My project for this summer focused on the decline in usage of the English definite article ‘the’ and determining an explanation for the trend. We hypothesized that the trend was the result of English becoming less and less formal over the past century or so. We sought both to verify that formality is influencing “the” and also to determine what might be happening linguistically to steer such a trend.
My work involved writing Python scripts and using a formality classifier to determine correlations between formality and “the”; determining correlations between formality, “the” and various concrete linguistic features (e.g. parts of speech); as well as figuring out how the above are changing over time. In the end, we found strong evidence that formality may indeed be contributing to the decline in ‘the’ usage, and also determined a select number of linguistic features that could be replacing it.

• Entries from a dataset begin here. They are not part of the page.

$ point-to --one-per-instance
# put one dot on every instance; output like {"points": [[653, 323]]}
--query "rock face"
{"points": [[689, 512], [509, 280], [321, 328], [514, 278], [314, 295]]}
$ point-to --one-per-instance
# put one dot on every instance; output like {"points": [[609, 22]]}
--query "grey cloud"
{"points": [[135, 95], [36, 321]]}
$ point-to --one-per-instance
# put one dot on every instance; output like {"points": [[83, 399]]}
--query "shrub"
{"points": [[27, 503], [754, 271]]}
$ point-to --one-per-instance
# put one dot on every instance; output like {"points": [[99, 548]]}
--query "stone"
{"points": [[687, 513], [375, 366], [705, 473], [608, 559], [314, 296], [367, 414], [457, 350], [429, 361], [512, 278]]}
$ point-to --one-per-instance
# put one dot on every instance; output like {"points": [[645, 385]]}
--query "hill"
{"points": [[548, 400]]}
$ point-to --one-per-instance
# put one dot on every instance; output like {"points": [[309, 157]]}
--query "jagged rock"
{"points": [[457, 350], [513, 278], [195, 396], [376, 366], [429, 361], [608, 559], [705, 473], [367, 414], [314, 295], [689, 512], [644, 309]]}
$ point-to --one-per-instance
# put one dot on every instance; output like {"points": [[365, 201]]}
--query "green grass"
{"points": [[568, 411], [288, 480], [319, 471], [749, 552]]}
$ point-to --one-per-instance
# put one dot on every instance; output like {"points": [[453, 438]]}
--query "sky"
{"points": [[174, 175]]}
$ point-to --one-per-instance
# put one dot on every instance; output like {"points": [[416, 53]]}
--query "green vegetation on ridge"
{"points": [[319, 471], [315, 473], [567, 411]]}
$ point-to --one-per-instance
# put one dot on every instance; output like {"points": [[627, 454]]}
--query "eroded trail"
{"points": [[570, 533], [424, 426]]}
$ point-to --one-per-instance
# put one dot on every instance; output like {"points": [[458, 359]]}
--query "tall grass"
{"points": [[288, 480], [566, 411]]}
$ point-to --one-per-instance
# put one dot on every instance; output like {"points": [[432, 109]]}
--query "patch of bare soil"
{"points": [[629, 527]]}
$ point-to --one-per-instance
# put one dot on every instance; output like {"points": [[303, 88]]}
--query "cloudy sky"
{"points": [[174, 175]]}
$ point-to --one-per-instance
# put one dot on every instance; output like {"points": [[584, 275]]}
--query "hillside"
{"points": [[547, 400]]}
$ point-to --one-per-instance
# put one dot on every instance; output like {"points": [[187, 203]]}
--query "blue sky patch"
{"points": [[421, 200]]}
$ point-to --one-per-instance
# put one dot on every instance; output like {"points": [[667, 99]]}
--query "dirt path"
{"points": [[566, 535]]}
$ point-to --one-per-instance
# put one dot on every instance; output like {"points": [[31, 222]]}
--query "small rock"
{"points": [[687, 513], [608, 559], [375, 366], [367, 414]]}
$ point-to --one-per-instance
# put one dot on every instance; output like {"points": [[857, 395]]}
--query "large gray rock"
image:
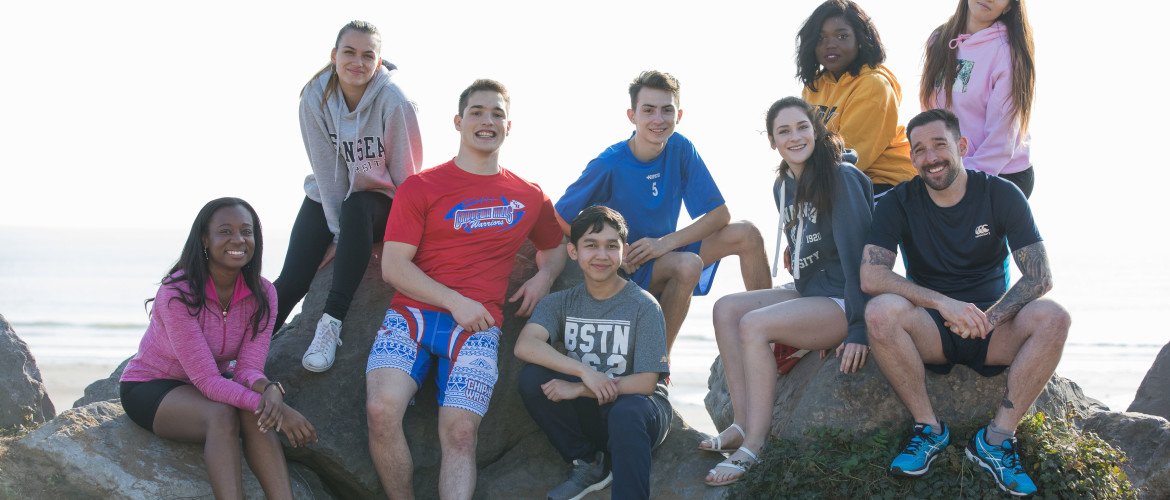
{"points": [[1154, 395], [816, 394], [23, 398], [100, 453], [1146, 440]]}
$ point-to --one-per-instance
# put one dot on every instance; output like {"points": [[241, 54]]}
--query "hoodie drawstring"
{"points": [[779, 233], [957, 40]]}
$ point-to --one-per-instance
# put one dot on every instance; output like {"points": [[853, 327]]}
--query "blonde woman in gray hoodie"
{"points": [[362, 136]]}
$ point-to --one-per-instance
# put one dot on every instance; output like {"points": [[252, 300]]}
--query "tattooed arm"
{"points": [[878, 278], [1037, 280]]}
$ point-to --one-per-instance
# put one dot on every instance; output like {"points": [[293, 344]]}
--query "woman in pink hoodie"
{"points": [[212, 309], [981, 66]]}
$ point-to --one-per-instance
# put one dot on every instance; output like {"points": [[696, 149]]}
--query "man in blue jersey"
{"points": [[956, 225], [647, 178]]}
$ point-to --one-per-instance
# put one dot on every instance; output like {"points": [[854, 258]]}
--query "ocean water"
{"points": [[76, 298]]}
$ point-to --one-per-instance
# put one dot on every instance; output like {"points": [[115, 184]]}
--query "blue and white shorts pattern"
{"points": [[412, 338]]}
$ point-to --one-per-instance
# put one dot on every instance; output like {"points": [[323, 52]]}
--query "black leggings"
{"points": [[1024, 179], [363, 221]]}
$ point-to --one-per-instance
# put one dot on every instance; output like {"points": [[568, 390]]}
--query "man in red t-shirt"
{"points": [[451, 239]]}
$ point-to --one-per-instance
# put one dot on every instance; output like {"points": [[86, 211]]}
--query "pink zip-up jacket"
{"points": [[198, 349], [982, 100]]}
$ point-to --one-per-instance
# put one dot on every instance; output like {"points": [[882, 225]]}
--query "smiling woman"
{"points": [[363, 142], [204, 312], [839, 61]]}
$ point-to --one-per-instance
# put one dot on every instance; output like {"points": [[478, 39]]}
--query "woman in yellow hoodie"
{"points": [[839, 60]]}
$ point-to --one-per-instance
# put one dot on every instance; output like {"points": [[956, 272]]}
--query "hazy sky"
{"points": [[133, 115]]}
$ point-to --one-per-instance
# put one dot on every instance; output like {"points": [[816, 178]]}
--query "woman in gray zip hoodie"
{"points": [[826, 206], [362, 136]]}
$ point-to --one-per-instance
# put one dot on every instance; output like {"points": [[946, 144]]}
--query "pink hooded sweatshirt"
{"points": [[198, 349], [982, 98]]}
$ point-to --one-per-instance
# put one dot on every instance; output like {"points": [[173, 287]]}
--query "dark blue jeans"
{"points": [[628, 429]]}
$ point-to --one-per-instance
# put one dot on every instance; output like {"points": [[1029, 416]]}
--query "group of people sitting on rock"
{"points": [[852, 189]]}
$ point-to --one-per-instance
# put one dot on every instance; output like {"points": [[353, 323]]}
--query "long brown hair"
{"points": [[818, 183], [941, 64], [331, 86]]}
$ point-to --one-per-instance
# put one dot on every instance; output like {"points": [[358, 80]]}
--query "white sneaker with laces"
{"points": [[319, 356]]}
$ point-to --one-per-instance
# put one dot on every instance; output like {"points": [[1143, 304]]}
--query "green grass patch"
{"points": [[1064, 461]]}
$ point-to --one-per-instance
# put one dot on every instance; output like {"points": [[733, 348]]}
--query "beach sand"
{"points": [[66, 382]]}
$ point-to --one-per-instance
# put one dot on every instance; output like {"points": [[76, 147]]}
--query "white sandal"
{"points": [[717, 440], [735, 465]]}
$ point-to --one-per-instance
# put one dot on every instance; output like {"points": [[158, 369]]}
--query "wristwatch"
{"points": [[279, 387]]}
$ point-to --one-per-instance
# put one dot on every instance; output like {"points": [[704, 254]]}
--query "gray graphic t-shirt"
{"points": [[618, 336]]}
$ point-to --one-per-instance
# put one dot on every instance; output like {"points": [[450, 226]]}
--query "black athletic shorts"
{"points": [[140, 399], [958, 350]]}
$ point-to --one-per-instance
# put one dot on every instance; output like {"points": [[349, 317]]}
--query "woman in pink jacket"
{"points": [[212, 309], [981, 66]]}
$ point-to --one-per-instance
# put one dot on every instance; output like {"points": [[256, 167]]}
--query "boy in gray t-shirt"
{"points": [[601, 404]]}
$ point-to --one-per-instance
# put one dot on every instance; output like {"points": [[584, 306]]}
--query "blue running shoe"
{"points": [[921, 449], [1002, 463]]}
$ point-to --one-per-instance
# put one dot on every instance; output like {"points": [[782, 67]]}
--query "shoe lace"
{"points": [[321, 340], [580, 471], [1010, 459], [916, 440]]}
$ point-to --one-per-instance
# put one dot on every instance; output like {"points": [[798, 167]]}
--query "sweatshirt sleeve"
{"points": [[405, 142], [329, 171], [869, 118], [1000, 125], [249, 363], [194, 356], [852, 214]]}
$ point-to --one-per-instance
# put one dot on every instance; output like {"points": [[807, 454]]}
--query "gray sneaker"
{"points": [[584, 478]]}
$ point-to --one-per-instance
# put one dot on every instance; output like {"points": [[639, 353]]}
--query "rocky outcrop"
{"points": [[1146, 440], [95, 451], [1154, 395], [23, 399], [816, 394]]}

I learned a great deal from working on this project this summer, both in terms of hard skills that I may apply directly in the future, as well as soft skills related to the research process in general. As far as hard skills are concerned, I learned a lot about libraries available for natural language processing and statistics using Python, which I am sure I will make use of as I complete further coursework in my field (computer science and linguistics) and begin my career. With regards to the research process, I learned that after crunching lots of numbers, it can be easy to lose sight of what they actually mean; it is important to constantly ask yourself what they indicate and how they should steer further research. I also learned a lot about the importance of building off the work of others. It is almost impossible to get anything significant done completely from scratch all by yourself. When doing research, it is crucial to focus on your main question of interest and leverage the work of others appropriately to get yourself to the point where you can answer that question. I’m confident that the research skills I have developed will prove invaluable as I perform future research or work in teams on larger-scale projects for courses or work.